In nature, biological molecules form interfaces that assemble patterns of chemical functionality with exceptional precision. The role of dynamics during the assembly of biological molecules appears to be very important for processes such as biomineralization. Our work applies periodically sequenced sheet-forming peptides at interfaces to explore the dynamics of assembly in order to template mineral growth. The peptide molecules are rationally designed to have amphiphilic properties and a propensity for sheet like secondary structure. These designed peptides are deposited at the air water interface to explore the dynamics of their self-assembly and investigate their 2D order. To characterize the phase behavior, techniques such as Langmuir Blodgett and Brewster Angle Microscopy are used. Thermodynamic analysis of structure formation with increasing pressure allows us to understand the nature of self-assembly with iterative changes in the peptide sequence. Additionally, we look at the dynamics of the self-assembled state, where the organic phase switches between short- and long-range order as a function of surface pressure. This model system allows us to explore our underlying hypothesis that the time scale of the phase-transitions of the peptide at the interface defines the length-scale of the crystalline phase. This is in contrast to a system that starts with a well-ordered preformed template that defines the epitaxial growth of the mineral phase. Versions of our model peptides are modified to include histidine in order to nucleate Au nanocrystals in both the short and long range ordered organic matrix.

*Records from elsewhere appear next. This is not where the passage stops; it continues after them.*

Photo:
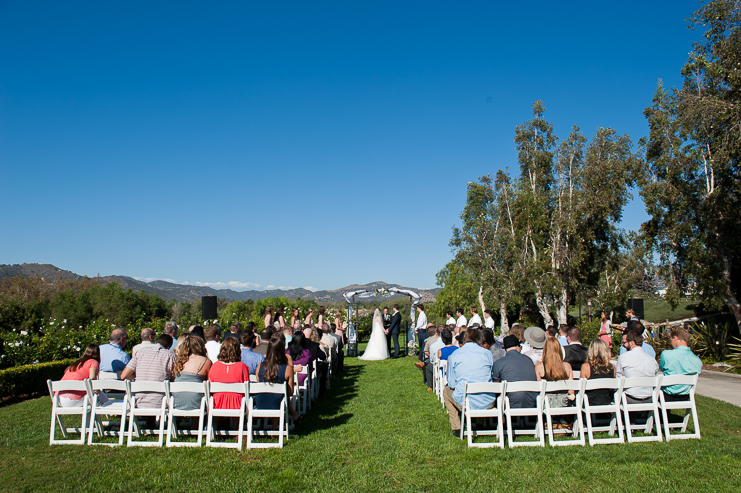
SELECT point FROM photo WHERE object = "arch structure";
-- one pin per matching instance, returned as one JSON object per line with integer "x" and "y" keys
{"x": 353, "y": 299}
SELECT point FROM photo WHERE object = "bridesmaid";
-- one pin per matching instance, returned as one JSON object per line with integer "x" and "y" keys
{"x": 309, "y": 321}
{"x": 268, "y": 316}
{"x": 279, "y": 318}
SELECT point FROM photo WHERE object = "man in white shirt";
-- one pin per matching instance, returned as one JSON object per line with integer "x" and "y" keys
{"x": 488, "y": 321}
{"x": 475, "y": 318}
{"x": 147, "y": 336}
{"x": 421, "y": 330}
{"x": 461, "y": 322}
{"x": 213, "y": 346}
{"x": 636, "y": 363}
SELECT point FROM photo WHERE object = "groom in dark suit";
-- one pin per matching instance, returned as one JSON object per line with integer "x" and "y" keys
{"x": 393, "y": 330}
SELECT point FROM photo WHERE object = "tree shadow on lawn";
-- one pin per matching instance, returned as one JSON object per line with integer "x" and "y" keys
{"x": 324, "y": 412}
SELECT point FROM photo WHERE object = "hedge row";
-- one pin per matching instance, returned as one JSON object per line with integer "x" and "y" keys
{"x": 30, "y": 379}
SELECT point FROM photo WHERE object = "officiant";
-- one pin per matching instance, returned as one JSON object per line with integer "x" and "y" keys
{"x": 386, "y": 320}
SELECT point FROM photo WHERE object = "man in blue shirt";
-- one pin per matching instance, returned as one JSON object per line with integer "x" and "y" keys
{"x": 112, "y": 355}
{"x": 469, "y": 364}
{"x": 679, "y": 361}
{"x": 249, "y": 357}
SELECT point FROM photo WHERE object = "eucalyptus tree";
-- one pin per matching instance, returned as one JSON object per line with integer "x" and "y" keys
{"x": 691, "y": 186}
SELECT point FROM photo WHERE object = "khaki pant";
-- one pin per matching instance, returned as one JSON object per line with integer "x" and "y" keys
{"x": 454, "y": 410}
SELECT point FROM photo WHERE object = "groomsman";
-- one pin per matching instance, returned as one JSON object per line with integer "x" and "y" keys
{"x": 394, "y": 329}
{"x": 386, "y": 321}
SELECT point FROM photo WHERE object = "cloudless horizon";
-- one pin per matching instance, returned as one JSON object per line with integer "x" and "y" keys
{"x": 292, "y": 144}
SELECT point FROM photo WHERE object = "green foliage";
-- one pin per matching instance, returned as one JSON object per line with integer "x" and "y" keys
{"x": 30, "y": 379}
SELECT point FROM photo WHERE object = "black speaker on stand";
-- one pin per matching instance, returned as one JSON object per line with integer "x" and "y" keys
{"x": 637, "y": 305}
{"x": 208, "y": 308}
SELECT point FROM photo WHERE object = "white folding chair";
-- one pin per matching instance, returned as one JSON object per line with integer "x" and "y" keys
{"x": 113, "y": 407}
{"x": 495, "y": 412}
{"x": 254, "y": 413}
{"x": 650, "y": 405}
{"x": 302, "y": 391}
{"x": 135, "y": 410}
{"x": 577, "y": 430}
{"x": 211, "y": 433}
{"x": 58, "y": 411}
{"x": 689, "y": 407}
{"x": 173, "y": 412}
{"x": 592, "y": 412}
{"x": 524, "y": 412}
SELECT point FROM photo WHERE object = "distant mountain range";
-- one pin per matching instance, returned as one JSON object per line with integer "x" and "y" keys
{"x": 183, "y": 292}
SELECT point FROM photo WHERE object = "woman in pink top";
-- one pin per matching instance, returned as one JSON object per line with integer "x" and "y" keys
{"x": 229, "y": 369}
{"x": 85, "y": 367}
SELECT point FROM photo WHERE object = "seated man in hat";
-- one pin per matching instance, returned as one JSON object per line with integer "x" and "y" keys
{"x": 471, "y": 363}
{"x": 574, "y": 353}
{"x": 515, "y": 367}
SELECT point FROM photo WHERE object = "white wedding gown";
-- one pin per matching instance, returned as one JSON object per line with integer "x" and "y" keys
{"x": 377, "y": 348}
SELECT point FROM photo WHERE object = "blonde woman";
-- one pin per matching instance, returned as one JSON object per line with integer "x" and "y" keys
{"x": 192, "y": 365}
{"x": 268, "y": 318}
{"x": 598, "y": 365}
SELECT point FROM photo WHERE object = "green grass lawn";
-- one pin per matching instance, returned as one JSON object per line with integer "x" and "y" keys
{"x": 376, "y": 430}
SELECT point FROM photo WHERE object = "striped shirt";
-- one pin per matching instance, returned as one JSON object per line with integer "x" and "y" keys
{"x": 153, "y": 364}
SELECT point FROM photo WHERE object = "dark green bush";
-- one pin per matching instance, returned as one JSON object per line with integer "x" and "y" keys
{"x": 30, "y": 379}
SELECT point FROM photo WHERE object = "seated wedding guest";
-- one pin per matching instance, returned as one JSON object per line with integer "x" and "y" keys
{"x": 249, "y": 356}
{"x": 147, "y": 337}
{"x": 563, "y": 330}
{"x": 265, "y": 336}
{"x": 679, "y": 361}
{"x": 300, "y": 355}
{"x": 574, "y": 353}
{"x": 490, "y": 343}
{"x": 213, "y": 346}
{"x": 515, "y": 367}
{"x": 638, "y": 327}
{"x": 151, "y": 365}
{"x": 635, "y": 363}
{"x": 598, "y": 365}
{"x": 519, "y": 331}
{"x": 471, "y": 363}
{"x": 171, "y": 329}
{"x": 112, "y": 355}
{"x": 276, "y": 368}
{"x": 234, "y": 331}
{"x": 311, "y": 340}
{"x": 85, "y": 367}
{"x": 446, "y": 336}
{"x": 228, "y": 369}
{"x": 488, "y": 320}
{"x": 192, "y": 365}
{"x": 552, "y": 369}
{"x": 535, "y": 337}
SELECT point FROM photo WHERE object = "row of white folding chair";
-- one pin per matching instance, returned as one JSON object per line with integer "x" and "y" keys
{"x": 126, "y": 408}
{"x": 583, "y": 411}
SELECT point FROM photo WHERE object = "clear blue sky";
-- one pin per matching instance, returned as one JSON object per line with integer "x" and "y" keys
{"x": 294, "y": 143}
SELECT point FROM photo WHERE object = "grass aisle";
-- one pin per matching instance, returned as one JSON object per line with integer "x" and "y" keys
{"x": 377, "y": 430}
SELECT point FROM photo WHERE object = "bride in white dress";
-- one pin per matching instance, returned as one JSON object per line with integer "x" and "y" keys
{"x": 377, "y": 348}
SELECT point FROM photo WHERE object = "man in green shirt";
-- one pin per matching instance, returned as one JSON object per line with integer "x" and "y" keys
{"x": 679, "y": 361}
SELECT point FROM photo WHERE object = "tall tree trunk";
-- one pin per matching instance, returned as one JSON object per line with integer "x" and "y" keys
{"x": 542, "y": 307}
{"x": 562, "y": 307}
{"x": 503, "y": 318}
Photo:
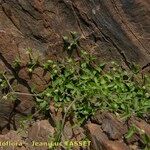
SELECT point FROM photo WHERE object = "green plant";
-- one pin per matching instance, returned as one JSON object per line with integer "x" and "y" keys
{"x": 93, "y": 88}
{"x": 145, "y": 138}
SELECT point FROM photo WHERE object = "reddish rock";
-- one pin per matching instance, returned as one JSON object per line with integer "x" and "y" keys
{"x": 142, "y": 125}
{"x": 111, "y": 125}
{"x": 12, "y": 142}
{"x": 41, "y": 130}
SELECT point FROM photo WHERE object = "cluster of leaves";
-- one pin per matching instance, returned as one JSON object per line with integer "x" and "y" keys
{"x": 145, "y": 138}
{"x": 92, "y": 87}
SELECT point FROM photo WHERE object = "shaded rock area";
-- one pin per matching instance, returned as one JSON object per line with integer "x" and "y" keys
{"x": 111, "y": 29}
{"x": 37, "y": 134}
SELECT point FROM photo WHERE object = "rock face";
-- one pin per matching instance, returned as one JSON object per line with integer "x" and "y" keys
{"x": 112, "y": 29}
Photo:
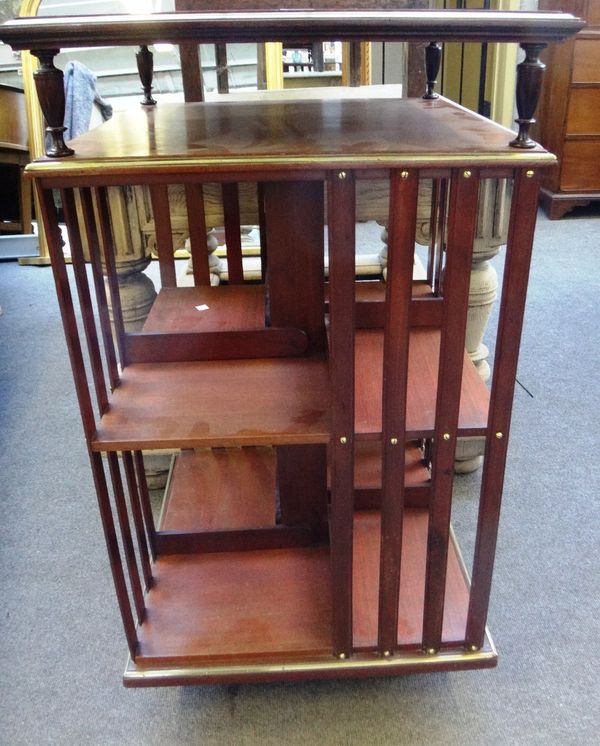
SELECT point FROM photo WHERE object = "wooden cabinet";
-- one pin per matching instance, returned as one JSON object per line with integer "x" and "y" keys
{"x": 305, "y": 530}
{"x": 569, "y": 118}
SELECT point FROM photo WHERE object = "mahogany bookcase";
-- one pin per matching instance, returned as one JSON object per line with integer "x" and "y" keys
{"x": 305, "y": 530}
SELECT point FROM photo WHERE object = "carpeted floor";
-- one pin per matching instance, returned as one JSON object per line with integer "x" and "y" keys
{"x": 62, "y": 650}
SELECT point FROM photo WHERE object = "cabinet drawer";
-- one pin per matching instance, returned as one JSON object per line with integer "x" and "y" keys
{"x": 581, "y": 166}
{"x": 586, "y": 61}
{"x": 583, "y": 115}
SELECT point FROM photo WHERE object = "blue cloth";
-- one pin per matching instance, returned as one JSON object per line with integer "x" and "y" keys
{"x": 80, "y": 96}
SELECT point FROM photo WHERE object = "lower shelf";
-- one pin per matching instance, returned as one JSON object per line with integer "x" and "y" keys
{"x": 260, "y": 615}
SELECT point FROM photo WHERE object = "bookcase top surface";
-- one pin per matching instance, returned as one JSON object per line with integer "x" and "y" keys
{"x": 291, "y": 134}
{"x": 361, "y": 21}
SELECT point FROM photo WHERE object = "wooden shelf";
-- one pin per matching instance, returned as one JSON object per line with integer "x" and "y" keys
{"x": 422, "y": 386}
{"x": 230, "y": 308}
{"x": 273, "y": 402}
{"x": 217, "y": 403}
{"x": 236, "y": 605}
{"x": 220, "y": 490}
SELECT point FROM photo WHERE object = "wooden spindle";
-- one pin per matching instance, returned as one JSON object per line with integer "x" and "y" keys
{"x": 233, "y": 233}
{"x": 85, "y": 302}
{"x": 107, "y": 246}
{"x": 138, "y": 519}
{"x": 145, "y": 64}
{"x": 404, "y": 189}
{"x": 65, "y": 300}
{"x": 159, "y": 198}
{"x": 510, "y": 324}
{"x": 433, "y": 59}
{"x": 222, "y": 68}
{"x": 114, "y": 555}
{"x": 91, "y": 232}
{"x": 464, "y": 192}
{"x": 49, "y": 84}
{"x": 194, "y": 198}
{"x": 145, "y": 502}
{"x": 128, "y": 548}
{"x": 530, "y": 74}
{"x": 341, "y": 199}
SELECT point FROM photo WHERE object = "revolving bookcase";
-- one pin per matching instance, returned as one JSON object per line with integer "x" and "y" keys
{"x": 305, "y": 529}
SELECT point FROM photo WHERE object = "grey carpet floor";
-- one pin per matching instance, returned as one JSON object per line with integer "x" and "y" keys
{"x": 61, "y": 646}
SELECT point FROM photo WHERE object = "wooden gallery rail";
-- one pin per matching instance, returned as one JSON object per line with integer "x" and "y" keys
{"x": 305, "y": 531}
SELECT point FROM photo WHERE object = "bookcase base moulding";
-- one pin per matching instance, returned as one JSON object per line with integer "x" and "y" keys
{"x": 305, "y": 531}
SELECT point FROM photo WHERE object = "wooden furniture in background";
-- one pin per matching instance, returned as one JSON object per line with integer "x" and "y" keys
{"x": 306, "y": 531}
{"x": 570, "y": 113}
{"x": 15, "y": 191}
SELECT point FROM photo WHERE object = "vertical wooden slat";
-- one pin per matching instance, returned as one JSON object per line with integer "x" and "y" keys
{"x": 85, "y": 301}
{"x": 516, "y": 273}
{"x": 50, "y": 220}
{"x": 65, "y": 301}
{"x": 159, "y": 197}
{"x": 433, "y": 230}
{"x": 108, "y": 254}
{"x": 233, "y": 235}
{"x": 294, "y": 222}
{"x": 145, "y": 502}
{"x": 112, "y": 545}
{"x": 138, "y": 520}
{"x": 262, "y": 226}
{"x": 91, "y": 232}
{"x": 401, "y": 249}
{"x": 128, "y": 548}
{"x": 191, "y": 72}
{"x": 341, "y": 199}
{"x": 194, "y": 199}
{"x": 222, "y": 69}
{"x": 464, "y": 191}
{"x": 441, "y": 235}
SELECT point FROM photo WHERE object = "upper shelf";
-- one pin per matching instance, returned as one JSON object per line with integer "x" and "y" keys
{"x": 254, "y": 136}
{"x": 289, "y": 26}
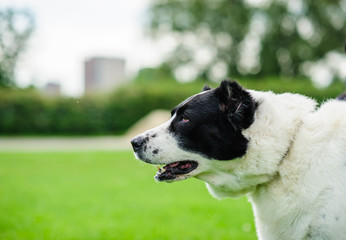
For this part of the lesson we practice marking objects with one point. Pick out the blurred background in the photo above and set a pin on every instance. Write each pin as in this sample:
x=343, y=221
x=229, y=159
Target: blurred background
x=78, y=79
x=97, y=67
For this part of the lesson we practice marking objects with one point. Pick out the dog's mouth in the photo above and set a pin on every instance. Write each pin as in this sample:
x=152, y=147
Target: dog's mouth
x=174, y=170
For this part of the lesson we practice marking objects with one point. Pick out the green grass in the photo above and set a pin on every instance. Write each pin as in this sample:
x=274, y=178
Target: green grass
x=109, y=195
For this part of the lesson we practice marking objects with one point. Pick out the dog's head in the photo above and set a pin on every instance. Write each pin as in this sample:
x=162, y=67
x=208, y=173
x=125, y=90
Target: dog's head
x=205, y=128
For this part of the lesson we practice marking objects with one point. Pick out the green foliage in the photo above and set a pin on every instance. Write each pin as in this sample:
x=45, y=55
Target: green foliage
x=109, y=195
x=248, y=37
x=28, y=112
x=16, y=28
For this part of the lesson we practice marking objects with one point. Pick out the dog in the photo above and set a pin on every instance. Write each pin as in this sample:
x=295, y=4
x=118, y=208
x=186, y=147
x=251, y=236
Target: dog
x=281, y=150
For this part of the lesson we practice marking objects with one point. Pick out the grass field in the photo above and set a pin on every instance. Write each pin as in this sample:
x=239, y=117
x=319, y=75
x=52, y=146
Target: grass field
x=109, y=195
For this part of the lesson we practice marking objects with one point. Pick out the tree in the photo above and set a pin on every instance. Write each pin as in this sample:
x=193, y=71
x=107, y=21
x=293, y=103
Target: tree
x=16, y=27
x=218, y=38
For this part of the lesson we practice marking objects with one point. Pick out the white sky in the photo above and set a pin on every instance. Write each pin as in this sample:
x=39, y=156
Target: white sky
x=70, y=31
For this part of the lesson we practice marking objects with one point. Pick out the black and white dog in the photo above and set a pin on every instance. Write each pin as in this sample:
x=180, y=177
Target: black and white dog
x=286, y=155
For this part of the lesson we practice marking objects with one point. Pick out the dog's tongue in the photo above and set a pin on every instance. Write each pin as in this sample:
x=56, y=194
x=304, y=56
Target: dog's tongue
x=172, y=170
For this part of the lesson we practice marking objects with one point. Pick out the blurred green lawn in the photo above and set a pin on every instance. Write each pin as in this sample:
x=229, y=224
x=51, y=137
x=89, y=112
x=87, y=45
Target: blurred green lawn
x=109, y=195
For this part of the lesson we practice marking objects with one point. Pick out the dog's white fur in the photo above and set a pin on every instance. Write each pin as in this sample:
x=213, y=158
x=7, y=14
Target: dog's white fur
x=294, y=170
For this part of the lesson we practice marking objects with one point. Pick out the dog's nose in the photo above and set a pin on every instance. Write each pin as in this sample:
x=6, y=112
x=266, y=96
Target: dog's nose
x=137, y=143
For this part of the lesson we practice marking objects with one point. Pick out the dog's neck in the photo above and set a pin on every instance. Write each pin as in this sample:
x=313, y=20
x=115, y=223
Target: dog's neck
x=270, y=139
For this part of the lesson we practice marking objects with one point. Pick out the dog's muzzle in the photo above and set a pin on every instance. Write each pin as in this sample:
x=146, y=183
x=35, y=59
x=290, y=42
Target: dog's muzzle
x=137, y=144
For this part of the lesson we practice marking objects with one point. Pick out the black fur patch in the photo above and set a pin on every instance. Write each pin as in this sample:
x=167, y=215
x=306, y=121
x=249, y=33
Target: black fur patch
x=210, y=123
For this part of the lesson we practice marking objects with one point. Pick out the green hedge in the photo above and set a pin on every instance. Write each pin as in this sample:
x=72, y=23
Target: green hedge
x=28, y=112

BRIEF ACADEMIC/EMPLOYMENT BACKGROUND:
Raymond Tu is an assistant professor in the chemical engineering department at The City College of New York - CUNY. Dr. Tu received his PhD from the University of California - Santa Barbara in chemical engineering. After postdoctoral work at the Georgia Institute of Technology where he investigated biomolecular self-assembly using microrheology, he joined the City College faculty in 2006.